Hatırlanacaktır, geçen yıl AB Liderler Zirvesi’nin ana gündeminde Tayyip Erdoğan vardı. Akdeniz’de Yunanistan ile giriştiği “deniz rekabeti”ne karşı yaptırımlar masaya yatırılmış, “tansiyon yükselmişti”. Merkel liderliğindeki AB, TC’yle “yeni bir başlangıç” yaparak bu krizi aştı, “eskisini” aşan ilişkileri yeniden kurdu. Almanya’nın yeni hükümeti TC’yle “yakın işbirliği” yapacağını ilk ağızdan ilan etmişti zaten.
Neyse, Tayyip Erdoğan geçen yıl otokrat bir antidemokratken ve acil yaptırım uygulanması tehditleri havada uçuşurken meselenin “üstü kapatıldı”. Ne de olsa daha da büyük ve tehlikeli bir tehdit ile karşı karşıya bütün Batı: Saldırgan Rusya!
Dolayısıyla AB’nin Liderler Zirvesi’nin ana gündemi Rusya ile ilişkiler oldu.
Trump ABD’si döneminde AB’nin izlediği “stratejik özerklik” politikası, Biden ABD’sinin NATO’yu yeniden canlandırma ve AB’yi ABD’nin liderliğinde yeniden yapılandırma planına bağlı olarak “bugün için de olsa” unutuldu. ABD’den farklı olarak Rusya ile uzun bir dönem ılımlı-dengeli ilişkiler kurup “karşılıklı ticari ilişkileri” geliştiren AB, özellikle de Almanya savaşın ekonomik ve tedarik yönlü yıkıcılığını daha da derinden hissediyor.
Liderler Zirvesine de bu durum damgasını vurdu.
ABD, Rusya’dan petrol ve gaz alımını yasaklarken AB için bu durum fazlasıyla tartışmalı. Nitekim ABD yanlısı Doğu Avrupa ülkeleri bu konuda ısrarcı olsa da Almanya “yasak” koymaktan yana değil. Zira Başbakan Scholz’un deyimiyle; “Avrupa’nın ısı, ulaşım, elektrik ve sanayisinde gerekli enerjiye şu an başka bir şekilde ulaşılamıyor.”
AB Komisyonu Başkanı Von der Leyen, “ernejide Rusya’dan bağımsızlaşmamız gerekiyor” belirlemesi yapsa da bunun için tarih olarak ancak 2027’yi gösterebildi.

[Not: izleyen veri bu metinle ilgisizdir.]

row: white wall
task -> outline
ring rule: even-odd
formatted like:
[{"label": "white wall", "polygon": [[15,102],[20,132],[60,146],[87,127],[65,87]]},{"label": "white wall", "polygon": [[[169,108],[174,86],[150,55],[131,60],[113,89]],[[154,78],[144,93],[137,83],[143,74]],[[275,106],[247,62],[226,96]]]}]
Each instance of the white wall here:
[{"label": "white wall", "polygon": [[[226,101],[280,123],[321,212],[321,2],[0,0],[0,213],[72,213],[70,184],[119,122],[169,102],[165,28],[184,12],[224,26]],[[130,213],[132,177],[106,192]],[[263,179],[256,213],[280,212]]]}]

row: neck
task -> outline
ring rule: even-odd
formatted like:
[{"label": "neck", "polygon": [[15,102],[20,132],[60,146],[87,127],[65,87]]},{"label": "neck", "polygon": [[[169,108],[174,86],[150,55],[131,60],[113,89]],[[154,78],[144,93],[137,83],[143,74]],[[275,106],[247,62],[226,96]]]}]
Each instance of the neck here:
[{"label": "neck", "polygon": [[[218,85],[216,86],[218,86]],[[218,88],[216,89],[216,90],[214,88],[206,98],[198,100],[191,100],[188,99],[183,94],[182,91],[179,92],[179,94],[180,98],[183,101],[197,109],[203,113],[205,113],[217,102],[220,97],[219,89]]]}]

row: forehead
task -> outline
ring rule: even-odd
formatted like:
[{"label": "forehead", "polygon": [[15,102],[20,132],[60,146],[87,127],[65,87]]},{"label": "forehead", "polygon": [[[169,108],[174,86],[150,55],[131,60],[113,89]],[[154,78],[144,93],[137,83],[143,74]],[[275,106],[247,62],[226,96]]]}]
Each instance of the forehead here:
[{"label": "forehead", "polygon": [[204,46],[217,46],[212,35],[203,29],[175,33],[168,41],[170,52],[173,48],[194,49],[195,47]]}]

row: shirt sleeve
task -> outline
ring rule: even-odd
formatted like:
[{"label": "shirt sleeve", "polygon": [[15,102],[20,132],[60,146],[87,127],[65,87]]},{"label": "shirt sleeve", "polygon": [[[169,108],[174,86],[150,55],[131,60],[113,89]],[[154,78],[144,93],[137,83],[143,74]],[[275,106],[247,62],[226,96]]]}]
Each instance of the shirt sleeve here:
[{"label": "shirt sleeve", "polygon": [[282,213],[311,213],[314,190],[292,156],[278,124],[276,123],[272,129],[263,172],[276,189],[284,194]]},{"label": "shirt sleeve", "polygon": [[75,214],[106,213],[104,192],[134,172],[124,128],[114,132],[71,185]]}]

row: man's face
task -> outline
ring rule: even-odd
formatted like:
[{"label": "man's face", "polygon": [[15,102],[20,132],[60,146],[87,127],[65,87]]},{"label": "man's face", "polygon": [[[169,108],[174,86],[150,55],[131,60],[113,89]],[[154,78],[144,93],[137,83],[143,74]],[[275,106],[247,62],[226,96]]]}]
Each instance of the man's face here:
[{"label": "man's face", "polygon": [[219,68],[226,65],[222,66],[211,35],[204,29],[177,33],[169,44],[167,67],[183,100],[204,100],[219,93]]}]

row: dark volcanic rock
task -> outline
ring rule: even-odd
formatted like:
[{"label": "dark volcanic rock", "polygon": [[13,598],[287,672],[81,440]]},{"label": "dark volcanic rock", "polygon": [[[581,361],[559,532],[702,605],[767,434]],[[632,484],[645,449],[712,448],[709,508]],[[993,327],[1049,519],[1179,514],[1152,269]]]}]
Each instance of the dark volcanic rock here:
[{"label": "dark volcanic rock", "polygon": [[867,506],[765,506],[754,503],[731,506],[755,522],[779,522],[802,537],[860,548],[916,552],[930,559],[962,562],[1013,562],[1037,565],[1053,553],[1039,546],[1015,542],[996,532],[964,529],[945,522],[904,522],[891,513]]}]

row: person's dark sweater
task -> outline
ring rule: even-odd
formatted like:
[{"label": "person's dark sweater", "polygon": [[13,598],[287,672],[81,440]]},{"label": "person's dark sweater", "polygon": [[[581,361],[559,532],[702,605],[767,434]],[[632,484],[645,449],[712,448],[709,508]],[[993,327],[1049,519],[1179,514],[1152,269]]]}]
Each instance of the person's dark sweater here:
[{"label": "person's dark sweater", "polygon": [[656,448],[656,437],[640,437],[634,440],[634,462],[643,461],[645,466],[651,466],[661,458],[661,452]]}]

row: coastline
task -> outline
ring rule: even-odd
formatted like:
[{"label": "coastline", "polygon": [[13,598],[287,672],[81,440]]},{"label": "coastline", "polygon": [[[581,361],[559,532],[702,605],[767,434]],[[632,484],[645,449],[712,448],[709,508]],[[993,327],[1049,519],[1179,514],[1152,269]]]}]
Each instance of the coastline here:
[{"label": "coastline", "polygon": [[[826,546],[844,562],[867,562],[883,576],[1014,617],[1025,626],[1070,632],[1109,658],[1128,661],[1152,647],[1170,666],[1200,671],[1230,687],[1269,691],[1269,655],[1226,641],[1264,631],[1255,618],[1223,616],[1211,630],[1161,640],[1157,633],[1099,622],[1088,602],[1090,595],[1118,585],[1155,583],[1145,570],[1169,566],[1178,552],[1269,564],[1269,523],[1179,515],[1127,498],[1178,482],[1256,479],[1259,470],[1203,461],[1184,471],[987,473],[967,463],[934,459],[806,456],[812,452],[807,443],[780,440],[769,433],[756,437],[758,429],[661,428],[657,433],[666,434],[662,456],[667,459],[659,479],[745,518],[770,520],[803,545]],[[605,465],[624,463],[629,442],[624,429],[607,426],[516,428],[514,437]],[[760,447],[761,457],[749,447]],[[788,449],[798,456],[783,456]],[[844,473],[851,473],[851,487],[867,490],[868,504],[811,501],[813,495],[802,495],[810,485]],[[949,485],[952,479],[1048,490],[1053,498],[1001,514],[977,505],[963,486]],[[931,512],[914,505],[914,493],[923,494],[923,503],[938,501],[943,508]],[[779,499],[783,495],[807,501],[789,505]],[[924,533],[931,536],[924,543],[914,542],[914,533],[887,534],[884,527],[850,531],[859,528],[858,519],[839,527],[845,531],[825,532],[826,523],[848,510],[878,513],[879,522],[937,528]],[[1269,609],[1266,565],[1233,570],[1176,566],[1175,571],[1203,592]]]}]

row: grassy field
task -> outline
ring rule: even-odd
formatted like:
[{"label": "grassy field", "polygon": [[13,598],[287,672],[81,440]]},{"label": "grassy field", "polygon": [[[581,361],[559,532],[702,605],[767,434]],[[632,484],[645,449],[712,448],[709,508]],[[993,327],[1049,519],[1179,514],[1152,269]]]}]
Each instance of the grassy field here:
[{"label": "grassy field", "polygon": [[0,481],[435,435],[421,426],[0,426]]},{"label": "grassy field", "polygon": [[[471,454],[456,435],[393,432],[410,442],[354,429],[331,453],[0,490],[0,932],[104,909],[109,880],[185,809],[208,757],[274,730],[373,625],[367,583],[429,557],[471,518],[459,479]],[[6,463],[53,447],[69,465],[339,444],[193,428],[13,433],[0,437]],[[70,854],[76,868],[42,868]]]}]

Ukrayna’nın AB üyelik başvurusu hakkında genel-soyut “olabilir”likler dışında hızlı alım konusunda resmi bir adım atılmadı, dahası birçok lider işgal saldırısının Kopenhag kriterlerinin göz ardı edilmesine yol açmaması gerektiğini vurguladı. Dolayısıyla “hızlandırılmış” denilen AB üyeliği sürecinin birkaç yıla yayılacağı sinyali verildi.

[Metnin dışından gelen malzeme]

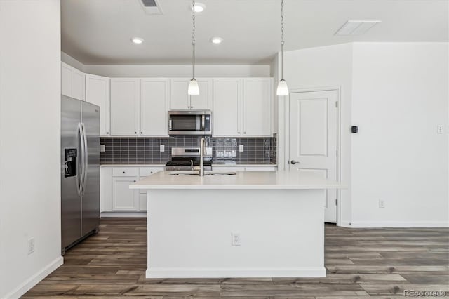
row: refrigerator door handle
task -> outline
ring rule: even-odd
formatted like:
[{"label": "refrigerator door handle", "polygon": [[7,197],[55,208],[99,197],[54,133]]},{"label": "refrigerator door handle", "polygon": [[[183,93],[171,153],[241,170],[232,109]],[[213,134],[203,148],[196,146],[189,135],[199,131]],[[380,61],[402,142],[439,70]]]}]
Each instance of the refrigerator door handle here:
[{"label": "refrigerator door handle", "polygon": [[84,126],[84,123],[81,123],[81,128],[83,129],[83,140],[84,142],[84,150],[83,152],[83,159],[84,160],[83,163],[83,188],[82,188],[82,194],[84,194],[84,192],[86,191],[86,178],[87,177],[87,167],[88,167],[88,152],[87,152],[87,135],[86,134],[86,127]]},{"label": "refrigerator door handle", "polygon": [[79,133],[79,138],[81,141],[80,160],[81,162],[79,185],[78,186],[78,195],[81,195],[81,190],[83,190],[83,183],[84,182],[84,131],[83,131],[83,125],[81,123],[78,123],[78,132]]}]

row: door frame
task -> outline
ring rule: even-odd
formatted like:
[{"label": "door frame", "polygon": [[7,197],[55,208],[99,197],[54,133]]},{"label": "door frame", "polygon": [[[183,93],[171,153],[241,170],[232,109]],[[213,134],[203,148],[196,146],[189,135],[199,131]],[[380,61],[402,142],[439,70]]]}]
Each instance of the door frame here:
[{"label": "door frame", "polygon": [[[341,94],[342,88],[340,86],[324,86],[324,87],[311,87],[307,88],[294,88],[289,91],[288,97],[285,97],[284,105],[284,152],[286,153],[284,157],[284,169],[287,171],[288,169],[288,163],[290,158],[290,94],[297,93],[307,93],[307,92],[316,92],[316,91],[335,91],[337,92],[337,180],[341,182],[342,178],[342,101]],[[342,197],[341,190],[337,190],[337,206],[336,206],[336,219],[337,226],[341,226],[342,220]]]}]

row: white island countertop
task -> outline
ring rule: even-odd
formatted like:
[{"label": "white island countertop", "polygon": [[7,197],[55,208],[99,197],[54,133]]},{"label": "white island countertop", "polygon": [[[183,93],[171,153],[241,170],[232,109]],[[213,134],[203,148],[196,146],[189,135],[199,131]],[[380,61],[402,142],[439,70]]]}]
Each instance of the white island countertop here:
[{"label": "white island countertop", "polygon": [[176,175],[160,171],[135,184],[130,189],[342,189],[313,173],[296,171],[236,171],[234,175]]}]

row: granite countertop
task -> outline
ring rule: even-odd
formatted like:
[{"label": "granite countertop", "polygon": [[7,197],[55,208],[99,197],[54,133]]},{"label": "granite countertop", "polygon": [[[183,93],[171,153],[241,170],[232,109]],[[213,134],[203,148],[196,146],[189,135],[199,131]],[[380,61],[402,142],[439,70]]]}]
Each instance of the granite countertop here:
[{"label": "granite countertop", "polygon": [[338,182],[299,171],[236,171],[234,175],[175,175],[159,171],[130,189],[341,189]]},{"label": "granite countertop", "polygon": [[[151,167],[151,166],[165,166],[166,162],[149,162],[149,163],[130,163],[130,162],[101,162],[101,166],[136,166],[136,167]],[[263,167],[272,166],[276,167],[277,164],[272,162],[236,162],[236,161],[219,161],[213,162],[213,166],[226,167],[226,166],[253,166]]]},{"label": "granite countertop", "polygon": [[129,162],[101,162],[100,166],[108,167],[123,167],[123,166],[133,166],[133,167],[165,167],[166,162],[149,162],[149,163],[129,163]]},{"label": "granite countertop", "polygon": [[214,161],[213,166],[277,166],[276,163],[272,162],[236,162],[229,161]]}]

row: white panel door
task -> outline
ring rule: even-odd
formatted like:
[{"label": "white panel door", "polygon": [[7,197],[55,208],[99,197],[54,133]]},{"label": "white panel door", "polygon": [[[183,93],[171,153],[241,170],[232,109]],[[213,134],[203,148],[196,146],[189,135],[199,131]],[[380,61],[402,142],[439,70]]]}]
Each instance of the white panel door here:
[{"label": "white panel door", "polygon": [[72,98],[84,100],[86,99],[86,77],[84,73],[76,69],[72,70]]},{"label": "white panel door", "polygon": [[190,96],[190,109],[208,110],[211,108],[212,79],[197,78],[199,95]]},{"label": "white panel door", "polygon": [[86,74],[86,101],[100,106],[100,135],[109,135],[109,79]]},{"label": "white panel door", "polygon": [[187,88],[190,79],[175,78],[171,79],[170,109],[187,110],[190,109],[190,99],[187,95]]},{"label": "white panel door", "polygon": [[[290,93],[290,171],[337,180],[337,91]],[[335,222],[336,190],[323,197],[325,220]]]},{"label": "white panel door", "polygon": [[129,189],[137,177],[116,177],[112,179],[112,210],[138,211],[140,206],[139,190]]},{"label": "white panel door", "polygon": [[213,80],[214,136],[240,136],[241,133],[242,79]]},{"label": "white panel door", "polygon": [[243,79],[243,135],[271,135],[272,82],[270,78]]},{"label": "white panel door", "polygon": [[140,135],[167,136],[169,80],[142,79],[140,84]]},{"label": "white panel door", "polygon": [[137,136],[140,83],[139,79],[111,79],[111,135]]}]

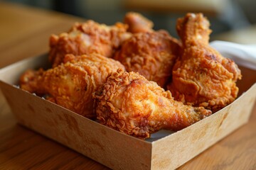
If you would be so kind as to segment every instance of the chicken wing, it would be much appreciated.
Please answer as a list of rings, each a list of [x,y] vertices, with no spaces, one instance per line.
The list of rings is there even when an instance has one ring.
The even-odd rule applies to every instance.
[[[129,23],[129,28],[133,26],[132,29],[134,27],[146,28],[141,32],[137,31],[138,33],[124,40],[114,59],[124,64],[127,72],[138,72],[147,79],[156,81],[164,88],[169,81],[172,67],[179,55],[180,42],[167,31],[154,31],[144,23],[147,21],[139,22],[145,20],[140,15],[132,13],[128,16],[129,21],[135,21]]]
[[[154,81],[119,69],[93,94],[98,121],[122,132],[145,139],[161,129],[178,130],[211,111],[176,101]]]
[[[122,41],[131,36],[127,26],[117,23],[107,26],[89,20],[75,23],[68,32],[50,38],[49,60],[53,67],[60,64],[66,54],[80,55],[96,52],[110,57]]]
[[[117,61],[98,54],[67,55],[63,63],[48,69],[28,70],[20,78],[21,89],[89,118],[93,114],[92,93],[118,68]]]
[[[183,54],[174,66],[168,89],[176,100],[215,112],[237,97],[241,72],[235,63],[209,45],[210,23],[201,13],[177,21]]]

Batı, Ukrayna savaşını Rusya’yı ekonomik olarak zayıflatmanın bir aracına dönüştürüyor, bu onun uzun zamandır var olan planlarından biriydi. ABD de, AB’yi ve Batı’ya bağlı ekonomiyi Rusya’dan koparma-uzaklaştırma planına bağlı “baskı uyguluyor”. Ne var ki Rusya’yı ekonomik bakımdan taşıyan enerji sektörüne radikal yaptırım uygulamayı, Ukrayna’nın da AB üyelik sürecini “baskın karar” ile güvence altına almayı şu an için göze alamıyor.